You hit me with a flower


One-star reviews such as:
The Catcher in the Rye by J.D. Salinger (1951)
"So many other good books... don't waste your time on this one. J.D. Salinger went into hiding because he was embarrassed."
...always remind me of the 'Review of Winslow Homer Show at LA County Museum' from Steve Martin's Cruel Shoes, pictured above. (I have a first edition -- Putnam, 1977 -- sitting in storage with the rest of my books.) In addition to his many other talents, Steve Martin may have predicted the internet.
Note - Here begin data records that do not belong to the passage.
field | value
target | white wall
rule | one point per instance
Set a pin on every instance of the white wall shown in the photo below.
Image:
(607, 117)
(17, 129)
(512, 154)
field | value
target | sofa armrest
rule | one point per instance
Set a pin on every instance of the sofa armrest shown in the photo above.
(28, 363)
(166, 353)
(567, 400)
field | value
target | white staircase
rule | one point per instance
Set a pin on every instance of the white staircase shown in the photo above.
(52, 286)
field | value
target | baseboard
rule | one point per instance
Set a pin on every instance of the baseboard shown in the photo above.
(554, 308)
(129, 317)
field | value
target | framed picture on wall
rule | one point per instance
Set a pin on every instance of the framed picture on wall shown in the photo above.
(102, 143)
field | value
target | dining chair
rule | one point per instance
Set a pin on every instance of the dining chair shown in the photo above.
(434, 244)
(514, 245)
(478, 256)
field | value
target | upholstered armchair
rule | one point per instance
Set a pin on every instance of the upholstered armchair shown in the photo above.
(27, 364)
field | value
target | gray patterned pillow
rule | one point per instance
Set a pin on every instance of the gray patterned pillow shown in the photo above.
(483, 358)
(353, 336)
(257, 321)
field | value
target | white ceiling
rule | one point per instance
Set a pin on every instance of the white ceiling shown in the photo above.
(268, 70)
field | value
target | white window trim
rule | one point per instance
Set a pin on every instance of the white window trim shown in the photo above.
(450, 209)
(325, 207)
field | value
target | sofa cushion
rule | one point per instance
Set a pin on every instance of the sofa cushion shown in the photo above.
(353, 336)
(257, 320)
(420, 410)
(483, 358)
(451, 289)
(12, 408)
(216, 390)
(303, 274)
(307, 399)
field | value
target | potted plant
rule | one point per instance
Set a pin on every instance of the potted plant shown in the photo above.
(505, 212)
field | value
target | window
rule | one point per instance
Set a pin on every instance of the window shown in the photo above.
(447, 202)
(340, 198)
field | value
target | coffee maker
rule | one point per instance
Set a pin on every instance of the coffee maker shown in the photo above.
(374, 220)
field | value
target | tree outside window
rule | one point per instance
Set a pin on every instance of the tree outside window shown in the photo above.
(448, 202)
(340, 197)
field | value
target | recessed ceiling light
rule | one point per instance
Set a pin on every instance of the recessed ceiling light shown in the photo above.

Now, more seriously, Time's Lev Grossman has examined the phenomenon of "it sucks / it rocks" reader reviews in depth:
It's a basic but still weird fact about books that two people's experiences of the same book can be radically different but equally valid. On the face of it it doesn't seem possible. When we read a book and find that it sucks, that doesn't feel like a personal judgment on our part, it feels like an observed fact that everybody else who reads that book should acknowledge — and if they don't acknowledge it, that means that they suck. It goes against our instincts as a reader that two people can have opposite reactions to a book, and that both reactions can be true...
Grossman concludes:
I feel like there should be more talk about the criteria by which we make literary judgments. More and more books are being published every year, but we have less of an idea than ever (what with aesthetics being dead, or at least resting) how to filter and sort and organize and canonize them, or even whether we should.
The full article is here.

The human facility and stuff

Patricia Cohen has a piece in the NYT about evolutionary theory and reading. Expect to be really bored by the subject at a dinner table near you, and soon, although it's a step forward from being lectured about evolutionary theory and the market, or how Monet only painted that way because he had cataracts. Anyways, the Professor of English is fantastically called Lisa Zunshine:
Humans can comfortably keep track of three different mental states at a time, Ms. Zunshine said. For example, the proposition “Peter said that Paul believed that Mary liked chocolate” is not too hard to follow. Add a fourth level, though, and it’s suddenly more difficult. And experiments have shown that at the fifth level understanding drops off by 60 percent, Ms. Zunshine said. Modernist authors like Virginia Woolf are especially challenging because she asks readers to keep up with six different mental states, or what the scholars call levels of intentionality.

Perhaps the human facility with three levels is related to the intrigues of sexual mating, Ms. Zunshine suggested. Do I think he is attracted to her or me? Whatever the root cause, Ms. Zunshine argues, people find the interaction of three minds compelling. “If I have some ideological agenda,” she said, “I would try to construct a narrative that involved a triangularization of minds, because that is something we find particularly satisfying.”
NB: Virginia Woolf is also challenging because she's a bit depressing. Still: Ms. Zunshine.